Tricia Gloria Nabaye
On 15th January 2016, the Elders Forum of Uganda (TEFU) and the Inter-Religious Council of Uganda (IRCU) gave Uganda the first-ever presidential debate ahead of the 2016 general elections.
The debate highlighted key National issues and laid the foundation for post-election dialogue which was realized in the Uganda national dialogue Process.
The debate offered a platform for candidates to articulate their vision for the country and to interrogate one another on their respective plans for the future.

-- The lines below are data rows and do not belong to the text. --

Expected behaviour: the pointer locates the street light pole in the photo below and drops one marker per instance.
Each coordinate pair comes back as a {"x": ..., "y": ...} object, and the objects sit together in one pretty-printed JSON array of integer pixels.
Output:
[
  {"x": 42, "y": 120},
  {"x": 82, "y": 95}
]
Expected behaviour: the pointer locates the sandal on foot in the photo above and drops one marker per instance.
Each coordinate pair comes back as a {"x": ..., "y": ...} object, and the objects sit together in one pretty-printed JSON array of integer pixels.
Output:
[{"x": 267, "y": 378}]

This helped the public to understand, question the critical pillars of the respective electoral manifestos of the candidate, and fill in the gaps that cannot be filled in the drama and hype of the ordinary rallies which are given to the public.
As we begin to adjust to life post lockdown and pre-vaccine, we are certainly alive to the change in life and we continually need to remodel life around our new normal. In that regard, the debate is the thing.

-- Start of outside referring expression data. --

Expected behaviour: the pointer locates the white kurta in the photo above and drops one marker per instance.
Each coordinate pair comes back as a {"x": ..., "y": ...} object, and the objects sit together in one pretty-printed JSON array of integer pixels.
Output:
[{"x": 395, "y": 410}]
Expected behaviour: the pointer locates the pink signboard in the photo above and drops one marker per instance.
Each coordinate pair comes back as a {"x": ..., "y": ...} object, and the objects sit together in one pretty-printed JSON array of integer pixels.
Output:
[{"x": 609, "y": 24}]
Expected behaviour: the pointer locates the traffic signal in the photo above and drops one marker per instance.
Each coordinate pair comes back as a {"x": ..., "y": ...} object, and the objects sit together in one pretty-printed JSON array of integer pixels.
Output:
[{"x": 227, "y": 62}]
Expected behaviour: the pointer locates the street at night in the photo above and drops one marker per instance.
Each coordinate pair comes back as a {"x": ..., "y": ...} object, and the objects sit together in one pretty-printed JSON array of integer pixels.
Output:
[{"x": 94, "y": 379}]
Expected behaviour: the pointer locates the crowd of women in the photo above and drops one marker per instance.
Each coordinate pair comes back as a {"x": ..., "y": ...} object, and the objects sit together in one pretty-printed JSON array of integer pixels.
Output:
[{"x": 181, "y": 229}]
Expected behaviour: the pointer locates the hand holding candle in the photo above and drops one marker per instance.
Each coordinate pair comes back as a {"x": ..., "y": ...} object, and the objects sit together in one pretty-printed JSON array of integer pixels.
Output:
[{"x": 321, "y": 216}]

As we work towards the newly revised election road map towards January 2021 general elections. We need to advocate for televised and radio broadcasted debates of the presidential campaigns, that concerning the social distancing guidelines among other measures to deter the spread of the coronavirus.
In his poem, “The debate is the thing”, Justice Ogoola highlighted the heart and soul of the need for debate; “
Here the nobler ideas and ideals of the mind take pride or place to titillate the political soul of the electorate, on the campaign trail candidates stand on the shifting stands of populism, at the debate the candidates stand on the solid platform of fundamental ideals and critical ideas. With firm figures and facts to wow the audience with wit and humour to charm the electorate, the debate soothes the politics of rancour, binds the wounds of the mundane. Truly the debate is the thing.”
In those words, Justice Ogoola brought forth the life of debate and the need to provide the electorate with a chance to critically analyze the presidential aspirants. It brought a new perspective on the importance of issues that matter in our community, electoral campaign issues like election violence, and fear-mongering.
The debate was a new tool of politics which revealed that we can practice politics with decorum and respect for all. Ahead of the 2021 general elections, the urgency and agency of debate as a tool for better political dialogue and to restore civility in the election cycle becomes viable.
The debates will help Ugandans have a national conversation and a chance for the presidential candidates to present their vision for the country in a civil and level headed way.
The debate provides critical questioning to the issues that have been characteristic of the NRM governance, like NRM’s alleged history of election rigging, political persecution, stifling of the media, arbitrary killings, and corruption, most of which continue to exist in government.
In the face of changing legislation to scrap the age-limit in 2018, increased stifling of dissent and closing space for civic engagement that has been witnessed in the FDC and Mr. Robert Kyagulanyi’s desire to carry out consultations ahead of the electoral campaigns creates the need for political dialogue inter alia a presidential debate that will provide a chance for the electorate to shape its choice in voting and provide a probability for critical analysis of the candidates’ manifestos and vision for Uganda.
The Presidential debate will also feed into the vision for national dialogue which has been central to the conversations Ugandans have been having in the informal consultations and pilot dialogue exercises of the Uganda National Dialogue Process that was spearheaded by The Elders Forum of Uganda(TEFU), Inter-Religious Council of Uganda (IRCU), National Consultative Forum(NCF), The Inter-Party Organisation for Dialogue (IPOD), Citizens’ Coalition for Electoral Democracy in Uganda (CCEDU) Uganda Women’s Network (UWONET) and Women Situation Room (WSR) who make up the Uganda National Dialogue Coordinating Team.
In the effort to create social cohesion and consolidation of peace, a safe space for debate and dialogue is an inevitable necessity for the electoral process before us.
The debate will provide an avenue for democracy to thrive ahead of the 2021 general elections, it will afford a chance for candidates to prepare better visionary manifestos and road maps for their service to the people of Uganda.
It is a chance for accountability from the leaders against their manifestos presented in the 2016 campaigns and presidential debate.
The debate promises civic engagement and participation for Ugandans in the electoral cycle— a catalyst forupholding democracy and governance issues of Uganda. Ugandans have the responsibility of choosing leaders who aspires towards the Uganda they want.
A constant provision of spaces for dialogue goes a long way in building pillars for engagement, critical analysis of issues at hand and ultimately a solidification of democracy in Uganda.
The debate is the thing and will be the thing that shapes and changes the direction of the electoral campaigns and the 2021 general elections.
The author is a resident Research Associate at Great Lakes Institute for Strategic Studies.